RE: [EXTERNAL] Re: IN OPERATOR VS BATCH QUERY

2020-02-21 Thread Durity, Sean R
Batches are for atomicity, not performance.

I would do single deletes with a prepared statement. An IN clause causes extra 
work for the coordinator because multiple partitions are being impacted. So, 
the coordinator has to coordinate all nodes involved in those writes (up to the 
whole cluster). Availability and performance are compromised for multiple 
partition operations. I do not allow them.

Also – TTL at insert (or update) is a much better solution than large purge 
strategies. As someone who spent a month wrangling hundreds of billions of 
deletes, I am an ardent preacher of TTL during design time.

Sean Durity

From: Attila Wind 
Sent: Friday, February 21, 2020 2:52 AM
To: user@cassandra.apache.org
Subject: [EXTERNAL] Re: IN OPERATOR VS BATCH QUERY

Hi Sergio,

AFAIK you use batches when you want to get "all or nothing" approach from 
Cassandra. So turning multiple statements into one atomic operation.

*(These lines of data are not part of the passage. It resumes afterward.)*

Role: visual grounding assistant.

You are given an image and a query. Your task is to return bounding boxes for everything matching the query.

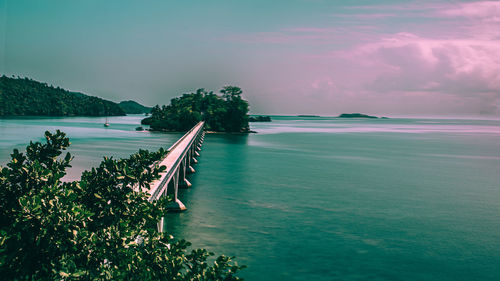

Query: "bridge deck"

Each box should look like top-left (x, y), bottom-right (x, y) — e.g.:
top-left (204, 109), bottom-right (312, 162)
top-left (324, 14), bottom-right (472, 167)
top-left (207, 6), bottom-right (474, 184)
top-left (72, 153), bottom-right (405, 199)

One very typical use case for this is when you have denormalized data in 
multiple tables (optimized for different queries) but you need to modify all of 
them the same way as they were just one entity.

This means that if any ofyour delete statements would fail for whatever reason 
then all of your delete statements would be rolled back.

I think you dont want that overhead here for sure...

We are not there yet with our development but we will need similar "cleanup" 
functionality soon.
I was also thinking about the IN operator for similar cases but I am curious if 
anyone here has better idea...
Why does the IN operator blowing up the coordinator? I do not entirely get it...

Thanks
Attila

Sergio mailto:lapostadiser...@gmail.com>> ezt írta 
(időpont: 2020. febr. 21., P 3:44):
The current approach is delete from key_value where id = whatever and it is 
performed asynchronously from the client.
I was thinking to reduce at least the network round-trips between client  and 
coordinator with that Batch approach. :)

In any case, I would test it it will improve or not. So when do you use batch 
then?

Best,

Sergio

On Thu, Feb 20, 2020, 6:18 PM Erick Ramirez 
mailto:erick.rami...@datastax.com>> wrote:
Batches aren't really meant for optimisation in the same way as RDBMS. If 
anything, it will just put pressure on the coordinator having to fire off 
multiple requests to lots of replicas. The IN operator falls into the same 
category and I personally wouldn't use it with more than 2 or 3 partitions 
because then the coordinator will suffer from the same problem.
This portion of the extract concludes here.